On September 25, 2020, Eleventyseven's debuted the lead single from the EP entitled "Hellmouth" featuring North Carolina-based hip-hop artist Spaceman Jones while also announcing the EP's name as Betamosh.  The single was followed later by the full release on November 6, 2020.

On October 30, 2020, the music video for "Hellmouth" debuted on the band's YouTube channel.

Notes
 The album received a track-by-track commentary on the band's podcast.
According to lead singer Matt Langston, the track "Birthrite" is specifically directed towards the criticism surrounding the band's change in direction via the release of their reunion record of Rad Science.

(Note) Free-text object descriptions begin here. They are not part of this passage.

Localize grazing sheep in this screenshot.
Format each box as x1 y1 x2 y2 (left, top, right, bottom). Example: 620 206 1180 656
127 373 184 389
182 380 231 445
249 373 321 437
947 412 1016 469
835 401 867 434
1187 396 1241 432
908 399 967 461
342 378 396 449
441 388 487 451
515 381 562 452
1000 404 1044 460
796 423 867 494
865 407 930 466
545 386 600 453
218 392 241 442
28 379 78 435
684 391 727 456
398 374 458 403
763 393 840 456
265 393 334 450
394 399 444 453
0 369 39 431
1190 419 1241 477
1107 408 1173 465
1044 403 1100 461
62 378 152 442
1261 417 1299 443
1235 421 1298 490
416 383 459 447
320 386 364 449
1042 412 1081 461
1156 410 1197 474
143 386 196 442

Loaded with pop and geek culture references, the track "Battlecats" cites Fight Club, Harry Potter, The Jungle Book, The Mighty Ducks, Super Street Fighter II Turbo, The Incredible Hulk, Garth Brooks, and REO Speedwagon.
The title of the track "Natsunoyo" is Japanese and translates to "summer night" in English.
On October 11, 2019, Eleventyseven released their cover "Teenage Dirtbag" as a single, prior to the album's release.  The same day of the release, Matt Langston released an interview he performed with Wheatus lead singer Brendan Brown and debuted the track on the band's Eleventylife podcast.